As a senior in high school, I was fortunate enough to get into one of my top choices for college. I was convinced that college would immediately be so much better than high school and that I would find so many amazing, lifelong friendships with like-minded people. As the summer before freshman year ended and the semester officially started, little did I know that I was in for a rude awakening.

I go to a small, rural school where it’s very hard to make friends on campus if you’re not friends with your freshman year roommate or people from your dorm. Once classes started, I had made a few “friends” who turned out to be two-faced and superficial. When sophomore year came around, I tried my best to not let negative experiences from the past deter me and made sure to make an effort to be open-minded. However, after seeing countless warm smiles or attempts to start conversations, I was met with disdainful scowls and apathy.

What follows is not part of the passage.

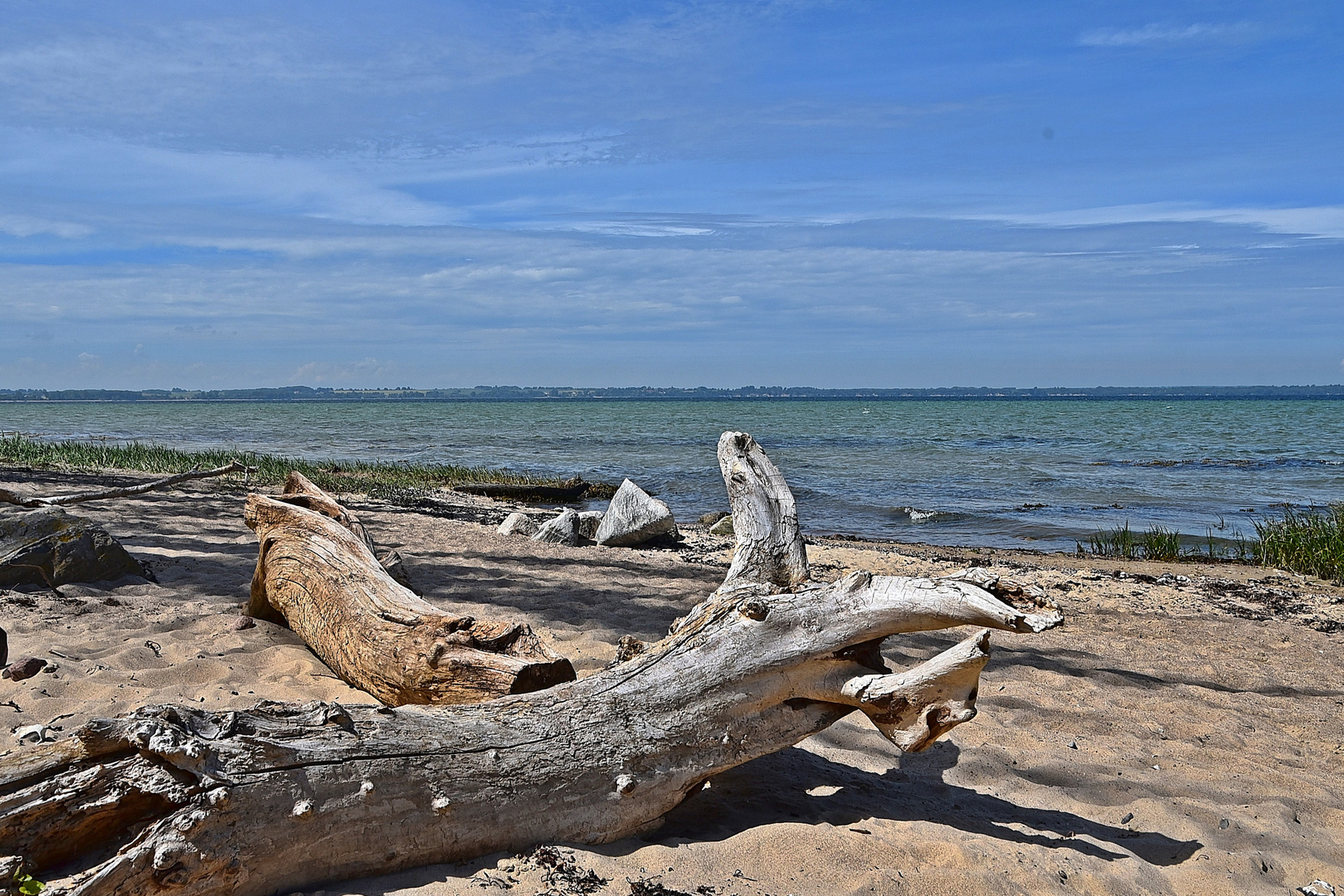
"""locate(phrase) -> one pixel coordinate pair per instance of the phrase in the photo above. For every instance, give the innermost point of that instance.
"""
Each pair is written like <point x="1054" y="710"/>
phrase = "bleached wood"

I just gave up on trying to fit in and decided to try to prioritize more important matters, such as academics. This seemed like a wise, sensible decision since while friends come and go, a good education stays with you for the rest of your life. This also proved to be easier said than done since gradually, I was growing increasingly angry and resentful towards everyone who I felt had hurt or rejected me. I became obsessed with dwelling over these failures and trying to figure out what was wrong with me.

Was it my overly ethnic-sounding name? My chipper nature?

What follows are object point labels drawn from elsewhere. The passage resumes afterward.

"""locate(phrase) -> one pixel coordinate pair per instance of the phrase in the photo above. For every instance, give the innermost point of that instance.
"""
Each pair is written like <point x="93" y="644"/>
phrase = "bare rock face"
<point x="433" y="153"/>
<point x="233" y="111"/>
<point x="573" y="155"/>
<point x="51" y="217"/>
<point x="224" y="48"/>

Whatever it was, it was by no means justifiable and triggered back painful memories of middle school, an equally lonely, traumatic time of my life plagued by ruthless bullying and social exclusion. One of the many things that people had raved to me about college life was that people are much more mature, which I found difficult to believe based on the cliquey, juvenile behavior I was frequently being subjected to. Although it may sound like I’m playing the victim too much and overthinking these nasty experiences from the past, I’m really trying to make the best out of this situation by working on myself and figuring out who I really am. If there’s one positive thing that has come out of this experience is that I’ve developed a deep desire for friendships with non-superficial, non-judgemental, kind-hearted, genuine, and woke individuals.

I’ve also figured out friendships are the best quality over quantity and that there are people in my life that sincerely love and care for me are even if I can’t physically see or speak to them every day. If I could give advice to any incoming college freshman, it would be that college isn’t a make it or break it “best four years of your life.” It’s just another experience and stage of life, and the best is yet to come.